In April 2008, the Fed increased rates for the first time. in late 2018This is part of an “normalization process” that occurred during the last period of the longest-lasting economic expansion in U.S. history.

Seven months later, as the expansion became more fragile, the central banking had to resign. Eight months passed. initial cut in July 2019The Fed had to roll its dice. benchmark borrowing rate all the way back to zeroAs the country faced a pandemic, it threw the world economy into an unexpected tailspin.

Wall Street closely watches as officials plan for the return to more traditional monetary policies. This is the first trading day of the new yearIn spite of all the turmoil that has greeted Fed’s announcements since then, the Fed indicated that the market was willing to push higher. policy pivot a month ago.

Jim Paulsen is chief investment strategist for the Leuthold Group. “When you look back at history on the Fed it’s often multiple tightenings that get you in trouble with both the economy and markets.”

Paulsen expects the market to take the initial hike – likely to be enacted at the March 15-16 meeting – without too much fanfare, as it’s been well-telegraphedThe benchmark overnight rate will remain at a range between 0.25% and 0.5%.

Paulsen explained that “we’ve formed this attitude towards the Fed based in the last two decades when the economy was growing by 2% per year.” In a 2% economy, the Fed should not even consider tightening. It’s dangerous. However, we no longer live in this world.

At their December meeting, Fed officials approved two more 25-basis point hikes prior to the end of this year.
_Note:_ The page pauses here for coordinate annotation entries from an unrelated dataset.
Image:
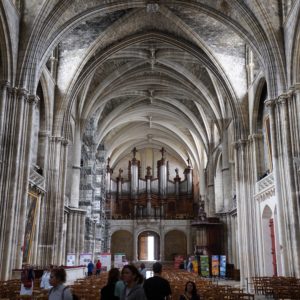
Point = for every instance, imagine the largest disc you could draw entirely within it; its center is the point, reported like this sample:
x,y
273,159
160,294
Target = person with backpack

One basis point equals one-hundredth percentile point.

According to CME, the current pricing of the Fed Funds Futures Market indicates that there is a 60% chance of a hike on March 1st and 61% likelihood that the Federal Open Market Committee, which sets the rates, will add another two by 2022. FedWatch Tool.

These subsequent increases are the place where Fed might see some resistance.

To address inflation pressures, the Fed will increase its interest rate. at the fastest rate in nearly 40 years. Chairman Jerome PowelAlthough l and other policymakers insist that prices will ease quickly, they conceded towards the end that the trend was not “transitory”.

Engineering a landing

He said that the risk is that inflation continues to rise faster than anticipated by the Fed, prompting an aggressive response.

El-Erian stated that “the pain is already there so they are playing massive catch-up and the question remains at what point they lose their nerve.”

Market experts are closely monitoring bond yields as they are likely to give them clues regarding the Fed’s plans. Although expectations of rate increases have kept yields in check, Paulsen stated that he expected to see an increase in bond yields this year.

El-Erian also stated that the economy should do quite well in 2022, despite some market headwinds. Paulsen stated the same thing, stating that the economy was strong enough to handle rate hikes. This will increase borrowing rates on a large range of consumer products. He said that a correction is expected in the second half, as rates rise.

Morgan Stanley Wealth Management’s chief investment officer Lisa Shalett said however that market volatility will be greater even as the economy is growing.

The market is coming out of a lengthy period in which real interest rates have been declining steadily, which has allowed for a reversal in the markets’ performance.
Shalett stated that stocks should be freed from fundamental economics, and that their earnings/price multiples must expand,” he wrote in a report to clients.

“Now the declining Fed funds rate period that began in 2019 should be ending. This will allow real rates rise above their historic lows. “This shift will likely unleash volatility, and prompt changes to market leadership,” she said.

Investors can get an inside look at Fed thinking when the minutes of Wednesday’s December FOMC meeting are published. Investors will pay attention to discussions regarding the rate of interest hikes and whether or not asset purchases will be tapered.

Although the Fed plans to stop all purchases in the spring it will continue reinvesting the proceeds from current holdings. The balance sheet will remain at its $8.8 trillion current level.

Andrew Hollenhorst, Citigroup economist, expects that balance sheet reductions will begin in the first quarter 2023.